El historiador Eusebio quiere dar razones en sus escritos de por qué permite la Providencia divina la terrible persecución ya inesperada en la que murieron tantísimos mártires, entre ellos Sebastián; atribuye los hechos, con tonos de antiguo profeta, a un toque o advertencia divina para indicar a los cristianos que han bajado la guardia porque la libertad que disfrutan les está llevando a ser negligentes y perezosos; se han dejado llevar por la envidia y la maledicencia; los fieles piensan demasiado en los bienes materiales o riquezas; y, para colmo de males, existe mal entendimiento entre los obispos que se han hecho egoístas y peleones entre ellos con el consiguiente escándalo de propios y extraños.
El caso es que a fines del siglo III, con Diocleciano y Maximiano, se desata una nueva furia persecutoria con virulencia extrema. Parece que quisieron comenzar por depurar de cristianos al ejército. Noticias abundantes tenemos en el santoral de mártires que provienen del campo de la milicia: Maximiano en Tebaste, Víctor en Marsella, Marcelo en Tánger, Julio en Mesia, Emeterio y Celedonio en Calahorra. Sebastián fue el mártir soldado de Roma.
La hagiografía resbala insegura al tener que apoyarse en la Passio escrita con dos siglos de distancia. Dice que Sebastián fue hijo de militar, oriundo de Narbona y educado en Milán; añade que posiblemente era de familia noble por el hecho de formar parte en su carrera militar de la guardia pretoriana, que tenía sus números reservados para los hijos de familias selectas. Lo presentará como fiel y cumplidor de su misión ante cualquier encargo y como hombre de prestigio entre los suyos. Cristiano con fe firme pero no temeraria; se abstiene de los cultos a los dioses paganos y atiende al consejo de los obispos que afirman que el martirio es gracia que se puede pedir, pero no provocar.
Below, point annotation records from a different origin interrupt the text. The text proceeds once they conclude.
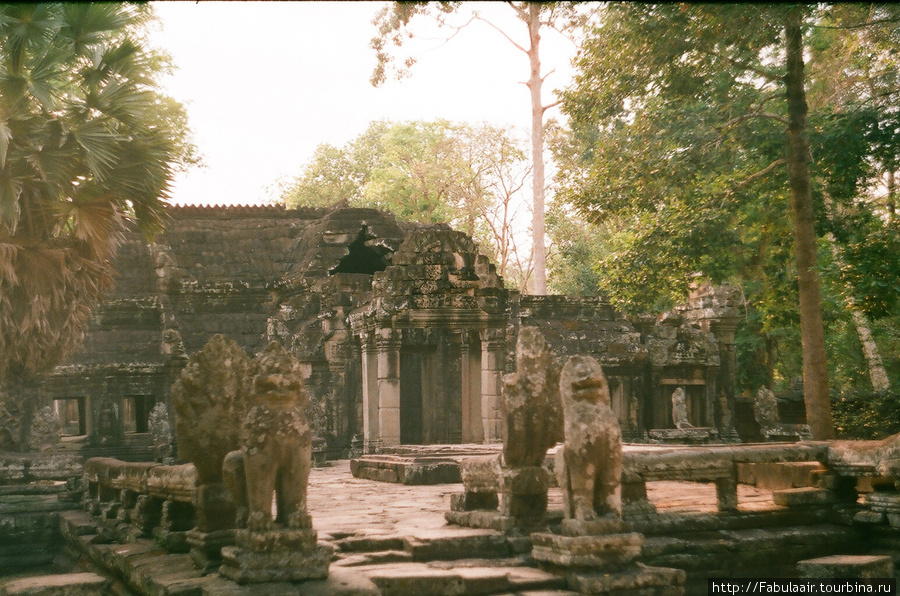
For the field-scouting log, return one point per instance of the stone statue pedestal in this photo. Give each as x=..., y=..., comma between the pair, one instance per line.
x=206, y=547
x=697, y=435
x=215, y=516
x=500, y=498
x=598, y=557
x=276, y=555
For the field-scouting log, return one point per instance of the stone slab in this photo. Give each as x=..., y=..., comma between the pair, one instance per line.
x=608, y=551
x=406, y=470
x=448, y=545
x=800, y=497
x=638, y=579
x=68, y=584
x=847, y=567
x=606, y=525
x=244, y=566
x=275, y=540
x=340, y=582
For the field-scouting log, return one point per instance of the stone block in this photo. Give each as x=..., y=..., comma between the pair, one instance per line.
x=646, y=581
x=603, y=552
x=67, y=584
x=447, y=545
x=277, y=540
x=883, y=502
x=848, y=566
x=639, y=579
x=799, y=497
x=474, y=501
x=415, y=582
x=482, y=474
x=206, y=547
x=869, y=517
x=481, y=519
x=604, y=525
x=245, y=566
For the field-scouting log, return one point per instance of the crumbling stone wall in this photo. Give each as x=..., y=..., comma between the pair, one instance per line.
x=403, y=331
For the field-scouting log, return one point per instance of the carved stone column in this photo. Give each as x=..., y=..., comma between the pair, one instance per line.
x=370, y=393
x=387, y=344
x=470, y=360
x=493, y=351
x=724, y=330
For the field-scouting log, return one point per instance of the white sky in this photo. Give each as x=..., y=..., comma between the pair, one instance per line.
x=265, y=83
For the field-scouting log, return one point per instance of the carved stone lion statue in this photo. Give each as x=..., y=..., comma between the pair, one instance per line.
x=276, y=446
x=589, y=465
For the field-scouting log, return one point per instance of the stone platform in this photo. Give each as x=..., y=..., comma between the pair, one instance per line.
x=385, y=532
x=418, y=464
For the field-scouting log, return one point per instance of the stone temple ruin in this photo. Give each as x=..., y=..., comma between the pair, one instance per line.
x=270, y=340
x=404, y=332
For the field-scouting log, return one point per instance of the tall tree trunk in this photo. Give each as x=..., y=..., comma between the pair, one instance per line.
x=815, y=368
x=535, y=82
x=877, y=372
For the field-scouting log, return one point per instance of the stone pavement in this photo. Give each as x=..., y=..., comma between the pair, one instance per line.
x=341, y=505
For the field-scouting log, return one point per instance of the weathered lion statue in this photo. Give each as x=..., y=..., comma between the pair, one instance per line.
x=589, y=465
x=276, y=446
Llegó la denuncia; tuvo que comparecer ante el emperador con la consiguiente sorpresa. Ante la disyuntiva que se le propone de elegir entre la religión o la milicia, opta por la religión provocando la ira del emperador, que entiende como desaire a su persona semejante decisión y lo condena a muerte. Las saetas se cebaron en su cuerpo atado a un poste y los verdugos lo dieron por muerto, probablemente en el monte Palatino. Pero aún vivo lo recogieron los cristianos y lo curó ocultamente la piadosa viuda Irene. Solo que, habiendo tomado gusto al martirio que se le escapaba, una vez curado, se presentó voluntariamente al tirano para advertirle de su injusticia y del castigo superior que le esperaba. Allí mismo fue azotado hasta la muerte y arrojado a la Cloaca Máxima, el albañal más nauseabundo de Roma.
Recogieron su cuerpo y lo enterraron en el cementerio subterráneo de la Vía Apia, el que hoy se llama «Catacumba de san Sebastián».
Parece que se construyó una pequeña iglesia sobre su tumba en el siglo IV, y en el mismo sitio, otro templo amplio en la superficie exterior, que aún hoy lleva el nombre de San Sebastián, donde está expuesta a la veneración de los fieles la estatua de Giogetti.
Desde la epidemia que soportó Roma en el año 680, se le invoca como protector contra la peste, y también se recurre a él contra los enemigos de la religión junto a otros aficionados a las armas, como san Mauricio o san Jorge.
Es el tercer patrón de Roma, después de San Pedro y San Pablo y uno de los mártires más venerados en toda la cristiandad, cuya imagen divulgada por el Renacimiento –entre mítico Apolo y héroe cristiano– entra en las principales muestras de la iconografía representando en el arte la irreconciliable dulzura del sufrimiento y el gozo inexplicable de desear morir para vivir.